About 10.4 billion shares changed hands in U.S. exchanges, below the 11.7 billion daily average over the last 20 sessions.
GLOBAL STOCKS
World shares rose after Chinese exports proved far stronger than expected, suggesting a recovery was under way, but the dollar fell from two-week highs as another report showed millions of more Americans were unemployed.Gold jumped 2% as the weak U.S. economic data heightened fears over a coronovirus-induced global downturn.
Stocks globally were bolstered by Beijing reporting a 3.5% rise in exports in April from a year earlier, confounding expectations of a 15.1% fall and outweighing a 14.2% drop in imports.
The unexpected strong showing boosted speculation China could recover from its coronavirus lockdown quicker than expected and support global growth in the process.
MSCI's gauge of stocks across the globe gained 1.02%.
"It's clear that this virus has gone from east to west and we are now seeing that in the data," said Societe Generale's Kit Juckes, pointing to the China numbers and relatively better purchasing managing data in countries such as Australia.
But with the full economic impact of the novel coronavirus pandemic still to be seen and huge amounts of debt potentially pushing up borrowing costs, "the market is hugely split between die-hard bears and buy-on-dip buyers," he added.
Markets traded cautiously overnight with renewed Sino-U.S. tensions lurking in the background.
U.S. President Donald Trump said he would be able to report in about a week or two whether China is meeting its obligations under a trade deal, as Washington weighed punitive action against Beijing over its handling of the coronavirus outbreak.
The flow of economic data remained grim, with the Bank of England warning that the coronavirus crisis could cause the country's biggest economic slump in 300 years.
"Despite their dizzying rally, we continue to be cautious on equities in the near term," Luca Paolini, chief strategist at asset manager Pictet said. "Markets seem to be overestimating the speed of economic recovery."
WORLD'S BIGGEST BORROWER
Bond markets saw one of the largest shifts in a while after the U.S. Treasury said it would borrow $2.999 trillion during the June quarter, five times more than the previous single-quarter record.
It will sell $96 billion next week alone and a surprising amount of that will be at longer tenors, which in turn pushed up long-term yields and steepened the curve.
The 30-year bond last rose 78/32 in price to yield 1.3214%, from 1.413%.
The early rise in Italy's yields to over 2% reflected worries caused by a German court ruling this week targeting the European Central Bank's bond purchase program.
The U.S. dollar fell from two-week highs as investors booked profits on the currency's gains this week before Friday's U.S. nonfarm payrolls report for April, which could show massive job losses amid a COVID-19 pandemic that has ravaged the global economy.

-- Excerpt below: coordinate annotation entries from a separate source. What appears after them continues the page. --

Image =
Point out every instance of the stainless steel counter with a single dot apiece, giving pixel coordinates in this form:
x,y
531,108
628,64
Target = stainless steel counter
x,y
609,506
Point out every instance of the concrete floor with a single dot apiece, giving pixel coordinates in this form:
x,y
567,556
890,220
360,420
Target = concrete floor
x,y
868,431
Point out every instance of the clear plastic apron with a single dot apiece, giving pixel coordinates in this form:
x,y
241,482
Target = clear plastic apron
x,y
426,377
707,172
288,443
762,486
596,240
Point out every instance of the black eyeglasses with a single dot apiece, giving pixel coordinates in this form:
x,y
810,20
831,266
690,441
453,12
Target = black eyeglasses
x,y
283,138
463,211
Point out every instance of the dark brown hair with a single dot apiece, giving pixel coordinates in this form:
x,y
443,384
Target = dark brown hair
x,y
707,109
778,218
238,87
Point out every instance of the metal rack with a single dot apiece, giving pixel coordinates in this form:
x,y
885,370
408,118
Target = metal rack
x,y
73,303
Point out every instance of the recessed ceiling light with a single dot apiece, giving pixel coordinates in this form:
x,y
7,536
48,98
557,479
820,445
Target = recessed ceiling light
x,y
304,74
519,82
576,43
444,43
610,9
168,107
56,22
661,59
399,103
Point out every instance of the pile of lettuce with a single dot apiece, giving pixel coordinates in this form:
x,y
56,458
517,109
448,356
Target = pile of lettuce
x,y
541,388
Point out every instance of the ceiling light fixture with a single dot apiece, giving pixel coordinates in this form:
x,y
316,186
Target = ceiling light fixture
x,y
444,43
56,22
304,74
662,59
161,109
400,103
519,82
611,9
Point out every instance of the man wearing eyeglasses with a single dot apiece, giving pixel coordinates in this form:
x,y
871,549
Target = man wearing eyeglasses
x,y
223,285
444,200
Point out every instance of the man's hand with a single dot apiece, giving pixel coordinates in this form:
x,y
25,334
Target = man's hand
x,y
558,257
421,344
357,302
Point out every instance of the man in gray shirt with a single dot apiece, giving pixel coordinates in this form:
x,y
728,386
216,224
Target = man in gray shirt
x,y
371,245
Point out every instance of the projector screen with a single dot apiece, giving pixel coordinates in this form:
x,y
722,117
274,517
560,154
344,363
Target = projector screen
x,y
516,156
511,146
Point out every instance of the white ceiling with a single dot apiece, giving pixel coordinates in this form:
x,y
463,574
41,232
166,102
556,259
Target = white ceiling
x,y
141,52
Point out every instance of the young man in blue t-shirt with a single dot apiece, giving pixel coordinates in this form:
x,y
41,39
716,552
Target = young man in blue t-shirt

The dollar index fell 0.291%, with the euro up 0.28% to $1.0824. The euro was hurt by a gloomy economic outlook from the European Commission.
In commodity markets, gold had eased on expectations that supplies will grow as bullion refineries resume operations but turned higher. U.S. gold futures settled 2.2% higher at $1,725.80.
Oil prices fell after being up more than 6% during Thursday trading as global demand worries offset bullish news that Saudi Arabia increased its official crude selling price and a surprise rise in Chinese exports last month.
U.S. crude settled 44 cents lower at $23.55 per barrel and Brent was at down 26 cents at $29.46.